# Notebook 15: Confidence Intervals
***

We'll need Numpy, Matplotlib, Pandas, and scipy.stats for this notebook, so let's load them. 

In [2]:
import numpy as np 
from scipy import stats
import pandas as pd 
import matplotlib.pyplot as plt 
%matplotlib inline

### Exercise 1 - Single Sample CI
*** 
Load `hubble.csv` into Python. A description of the variables can be obtained from page 73 of https://cran.r-project.org/web/packages/gamair/gamair.pdf.

In [4]:
filepath = '../data/hubble.csv'

df = pd.read_csv(filepath)

df.head(10)

Unnamed: 0,Galaxy,y,x
0,NGC0300,133,2.0
1,NGC0925,664,9.16
2,NGC1326A,1794,16.14
3,NGC1365,1594,17.95
4,NGC1425,1473,21.88
5,NGC2403,278,3.22
6,NGC2541,714,11.22
7,NGC2090,882,11.75
8,NGC3031,80,3.63
9,NGC3198,772,13.8


#### (a) Calculate the 85% confidence interval for the mean of a galaxy's distance from Earth in Mega parsecs in Python by doing the computation explicitly.  Use the large sample approximation even though we only have an n of 24.

In [7]:
n = len(df)
xbar = np.mean(df['x'])
svar = np.var(df['x'])
sd = np.sqrt(svar)
critz = stats.norm.ppf(.925)

print("CI: ", xbar - (critz*(sd/np.sqrt(n))), xbar + (critz*(sd/np.sqrt(n))))
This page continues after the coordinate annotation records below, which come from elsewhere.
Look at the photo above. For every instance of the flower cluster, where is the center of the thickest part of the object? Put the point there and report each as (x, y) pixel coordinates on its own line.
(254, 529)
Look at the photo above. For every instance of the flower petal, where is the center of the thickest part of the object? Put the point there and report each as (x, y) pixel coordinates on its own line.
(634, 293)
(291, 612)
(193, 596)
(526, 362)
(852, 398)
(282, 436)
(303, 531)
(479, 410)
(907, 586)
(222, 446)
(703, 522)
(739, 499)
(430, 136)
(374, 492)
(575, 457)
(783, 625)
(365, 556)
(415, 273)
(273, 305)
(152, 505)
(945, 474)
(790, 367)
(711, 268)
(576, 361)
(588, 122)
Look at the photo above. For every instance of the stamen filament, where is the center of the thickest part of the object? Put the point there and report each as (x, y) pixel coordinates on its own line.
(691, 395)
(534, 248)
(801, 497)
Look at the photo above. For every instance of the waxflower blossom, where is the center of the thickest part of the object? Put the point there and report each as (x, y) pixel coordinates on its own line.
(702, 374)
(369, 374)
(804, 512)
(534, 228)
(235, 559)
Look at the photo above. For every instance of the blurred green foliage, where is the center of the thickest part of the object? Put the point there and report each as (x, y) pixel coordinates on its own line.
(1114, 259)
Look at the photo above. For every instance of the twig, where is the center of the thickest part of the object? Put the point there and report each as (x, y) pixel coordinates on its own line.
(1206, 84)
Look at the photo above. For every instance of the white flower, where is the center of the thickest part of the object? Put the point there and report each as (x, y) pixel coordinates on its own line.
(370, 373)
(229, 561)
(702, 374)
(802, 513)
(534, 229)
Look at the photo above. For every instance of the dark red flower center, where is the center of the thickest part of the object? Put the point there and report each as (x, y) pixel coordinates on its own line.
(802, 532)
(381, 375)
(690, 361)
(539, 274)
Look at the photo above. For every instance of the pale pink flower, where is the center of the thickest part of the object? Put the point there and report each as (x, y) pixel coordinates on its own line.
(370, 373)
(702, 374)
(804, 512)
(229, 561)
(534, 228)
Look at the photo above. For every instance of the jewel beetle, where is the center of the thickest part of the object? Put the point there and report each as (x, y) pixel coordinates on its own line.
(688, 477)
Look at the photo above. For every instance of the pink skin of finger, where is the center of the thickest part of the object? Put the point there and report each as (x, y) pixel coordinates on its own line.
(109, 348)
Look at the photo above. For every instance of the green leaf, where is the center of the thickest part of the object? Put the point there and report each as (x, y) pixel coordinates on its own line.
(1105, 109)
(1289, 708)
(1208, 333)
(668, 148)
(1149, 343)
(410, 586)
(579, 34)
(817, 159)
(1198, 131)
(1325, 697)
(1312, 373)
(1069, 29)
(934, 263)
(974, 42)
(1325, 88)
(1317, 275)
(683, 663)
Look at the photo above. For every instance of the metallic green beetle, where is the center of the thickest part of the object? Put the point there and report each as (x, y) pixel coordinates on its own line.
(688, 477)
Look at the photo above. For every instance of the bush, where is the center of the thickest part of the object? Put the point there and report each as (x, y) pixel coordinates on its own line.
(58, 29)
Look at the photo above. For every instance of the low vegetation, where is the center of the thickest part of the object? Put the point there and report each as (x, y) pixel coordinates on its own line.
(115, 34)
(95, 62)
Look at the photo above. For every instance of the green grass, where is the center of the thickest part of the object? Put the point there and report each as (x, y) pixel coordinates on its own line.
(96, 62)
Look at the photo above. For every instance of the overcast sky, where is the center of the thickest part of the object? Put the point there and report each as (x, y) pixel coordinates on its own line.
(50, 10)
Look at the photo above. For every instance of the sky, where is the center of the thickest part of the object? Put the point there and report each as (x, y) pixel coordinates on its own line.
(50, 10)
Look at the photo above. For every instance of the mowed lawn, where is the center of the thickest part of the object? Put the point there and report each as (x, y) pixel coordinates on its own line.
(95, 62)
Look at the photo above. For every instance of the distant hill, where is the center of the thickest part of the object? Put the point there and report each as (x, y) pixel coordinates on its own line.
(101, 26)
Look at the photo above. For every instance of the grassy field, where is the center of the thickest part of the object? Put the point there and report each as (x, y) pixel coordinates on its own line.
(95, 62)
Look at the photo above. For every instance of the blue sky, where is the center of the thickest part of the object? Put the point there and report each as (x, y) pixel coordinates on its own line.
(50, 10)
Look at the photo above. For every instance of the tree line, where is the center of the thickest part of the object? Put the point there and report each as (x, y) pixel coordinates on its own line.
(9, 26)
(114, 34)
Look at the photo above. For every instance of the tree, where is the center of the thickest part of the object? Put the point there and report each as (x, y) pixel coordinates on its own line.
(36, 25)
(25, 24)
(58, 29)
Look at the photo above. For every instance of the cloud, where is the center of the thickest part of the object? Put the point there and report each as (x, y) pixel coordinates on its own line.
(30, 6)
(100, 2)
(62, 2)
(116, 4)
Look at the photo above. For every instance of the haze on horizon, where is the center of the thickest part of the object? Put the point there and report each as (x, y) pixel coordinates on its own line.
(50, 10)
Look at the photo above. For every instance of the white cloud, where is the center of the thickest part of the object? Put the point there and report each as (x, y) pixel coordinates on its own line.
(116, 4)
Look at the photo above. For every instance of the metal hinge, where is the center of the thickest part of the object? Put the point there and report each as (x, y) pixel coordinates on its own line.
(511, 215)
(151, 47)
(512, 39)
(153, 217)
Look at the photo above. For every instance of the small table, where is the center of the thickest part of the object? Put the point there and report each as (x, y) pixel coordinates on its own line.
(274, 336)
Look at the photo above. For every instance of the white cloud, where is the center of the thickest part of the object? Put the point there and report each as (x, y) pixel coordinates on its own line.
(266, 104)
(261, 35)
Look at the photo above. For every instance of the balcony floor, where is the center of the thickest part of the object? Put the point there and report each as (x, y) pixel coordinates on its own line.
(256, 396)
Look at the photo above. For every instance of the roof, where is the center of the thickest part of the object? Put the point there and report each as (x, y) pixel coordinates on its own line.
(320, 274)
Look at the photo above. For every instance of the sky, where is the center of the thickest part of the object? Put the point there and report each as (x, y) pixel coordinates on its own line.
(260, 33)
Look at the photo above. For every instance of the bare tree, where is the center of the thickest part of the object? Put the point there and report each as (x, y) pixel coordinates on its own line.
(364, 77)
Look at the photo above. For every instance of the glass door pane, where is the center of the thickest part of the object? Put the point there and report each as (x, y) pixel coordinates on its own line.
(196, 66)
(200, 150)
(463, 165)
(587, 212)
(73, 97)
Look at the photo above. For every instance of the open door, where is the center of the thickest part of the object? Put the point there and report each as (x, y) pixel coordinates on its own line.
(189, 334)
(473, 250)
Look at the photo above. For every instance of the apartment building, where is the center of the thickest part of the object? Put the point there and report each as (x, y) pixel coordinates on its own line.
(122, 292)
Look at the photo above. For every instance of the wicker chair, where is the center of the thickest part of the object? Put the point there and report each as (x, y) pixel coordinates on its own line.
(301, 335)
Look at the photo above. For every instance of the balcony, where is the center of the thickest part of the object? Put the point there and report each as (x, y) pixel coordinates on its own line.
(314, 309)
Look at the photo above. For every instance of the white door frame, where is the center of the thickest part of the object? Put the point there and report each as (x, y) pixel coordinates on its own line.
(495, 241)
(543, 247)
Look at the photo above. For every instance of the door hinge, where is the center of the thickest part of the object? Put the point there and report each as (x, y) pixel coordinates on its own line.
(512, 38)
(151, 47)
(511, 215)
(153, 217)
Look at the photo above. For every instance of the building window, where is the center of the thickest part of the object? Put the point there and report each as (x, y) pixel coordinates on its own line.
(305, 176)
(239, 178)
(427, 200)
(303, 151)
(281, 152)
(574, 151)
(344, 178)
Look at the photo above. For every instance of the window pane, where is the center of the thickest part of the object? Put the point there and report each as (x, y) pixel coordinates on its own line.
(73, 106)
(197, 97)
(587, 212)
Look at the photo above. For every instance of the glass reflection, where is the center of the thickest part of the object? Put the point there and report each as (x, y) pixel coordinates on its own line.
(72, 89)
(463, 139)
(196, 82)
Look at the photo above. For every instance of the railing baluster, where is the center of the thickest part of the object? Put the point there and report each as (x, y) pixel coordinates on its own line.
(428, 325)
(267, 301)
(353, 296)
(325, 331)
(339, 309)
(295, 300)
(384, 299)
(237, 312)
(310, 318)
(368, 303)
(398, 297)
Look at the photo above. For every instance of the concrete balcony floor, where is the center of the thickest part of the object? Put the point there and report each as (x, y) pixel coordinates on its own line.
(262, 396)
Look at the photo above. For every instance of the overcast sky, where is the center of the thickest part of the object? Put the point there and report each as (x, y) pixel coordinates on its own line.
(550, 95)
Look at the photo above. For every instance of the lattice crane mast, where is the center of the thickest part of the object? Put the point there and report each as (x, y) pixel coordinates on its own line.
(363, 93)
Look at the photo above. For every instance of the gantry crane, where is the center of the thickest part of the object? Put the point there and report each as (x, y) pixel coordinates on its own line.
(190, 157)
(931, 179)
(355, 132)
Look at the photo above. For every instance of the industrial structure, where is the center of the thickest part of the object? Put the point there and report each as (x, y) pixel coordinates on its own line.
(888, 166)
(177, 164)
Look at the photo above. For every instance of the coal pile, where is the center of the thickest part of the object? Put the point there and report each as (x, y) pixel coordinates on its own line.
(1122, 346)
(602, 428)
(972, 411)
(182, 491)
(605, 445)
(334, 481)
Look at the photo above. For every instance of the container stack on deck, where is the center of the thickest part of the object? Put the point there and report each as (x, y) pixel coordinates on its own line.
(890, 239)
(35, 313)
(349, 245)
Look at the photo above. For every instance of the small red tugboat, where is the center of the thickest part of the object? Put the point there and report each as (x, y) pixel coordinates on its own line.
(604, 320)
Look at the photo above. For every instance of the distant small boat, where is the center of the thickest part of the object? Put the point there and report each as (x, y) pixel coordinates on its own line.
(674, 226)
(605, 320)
CI:  10.381963208317911 13.727203458348756


#### (b) Can you find a built in stats function that does this computation automatically? 

In [8]:
stats.norm.interval(.85, loc=xbar, scale=sd/np.sqrt(n))

(10.381963208317911, 13.727203458348756)

#### (c) Interpret the confidence interval.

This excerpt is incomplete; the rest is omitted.